In the middle of composing it (according to WordPress, I last touched it 11th February), I stopped measuring pretty much everything. I just got sick. Sick of weighing myself. Timing myself. Caring how far I had ran.

Measuring shit definitely works – I have no doubt of that. Anytime I’ve measured something, I have consistently optimised towards that metric – be it weight, speed, bacon eaten. In the case of weight, the opposite also holds true – I put on about 2kg in the month following my “sick of this shit” tantrum.
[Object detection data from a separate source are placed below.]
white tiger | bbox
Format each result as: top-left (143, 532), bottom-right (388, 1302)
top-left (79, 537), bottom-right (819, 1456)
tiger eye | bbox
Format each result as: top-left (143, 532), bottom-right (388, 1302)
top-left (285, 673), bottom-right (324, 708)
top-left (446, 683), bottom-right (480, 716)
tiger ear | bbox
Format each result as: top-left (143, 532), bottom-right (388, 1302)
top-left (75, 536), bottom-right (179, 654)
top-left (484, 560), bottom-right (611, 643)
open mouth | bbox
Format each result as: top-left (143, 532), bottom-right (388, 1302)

I was still exercising plenty – running at least 30 miles per week in that time, in addition to a couple of BJJ sessions. I just happen to have a better appetite.

All of this has made me think – is the value in the “quantified self” movement that people are explicitly going out of their way to measure and observe things that they would like to optimise? If we were able to get these metrics at any point without installing apps, or buying devices, or just plain writing them in spreadsheets, would this value disappear? Beyond being able to say “oh, I’m fat because I do little exercise and eat too many calories” (unlike all of those other fat people), why is a graph such a motivator?

I understand that the whole thing is more faceted than “MAKE THE GRAPH GO BIGGER” – there is accountability (to both the tech and other people), QS allows you to find patterns and correlations in the data that you might not have otherwise noticed, as well as a billion other reasons for its existence. It can’t be a coincidence that the latest Apple and Samsung products have a “health & fitness” spin on them.

I should note here that I’ve not touched this post since March. The above feelings remain true, but I am a flip-flopper. Picking it back up again in mid-June:

Since I started writing this post, I am once again measuring stuff. I want to lose weight (again) because the metaphorical yoyo has retouched the hand. I’m measuring my calorie intake on MyFitnessPal, and that hooks up passively with Endomondo to measure what I’m burning.

But my reservations about QS and “Quantified Fatigue” stand – measuring everything explicitly is too difficult, and I’m concerned about how useful implicit & ubiquitous measurement would be after the fact. There’s no real conclusion here – implicit & ubiquitous doesn’t exist, it remains to see how iOS8 & the S5 will perform in this area, and I’m likely to lose a bunch of weight, get bored and put it all back on again. I just figured it was about time I did some writing here, terrible or otherwise.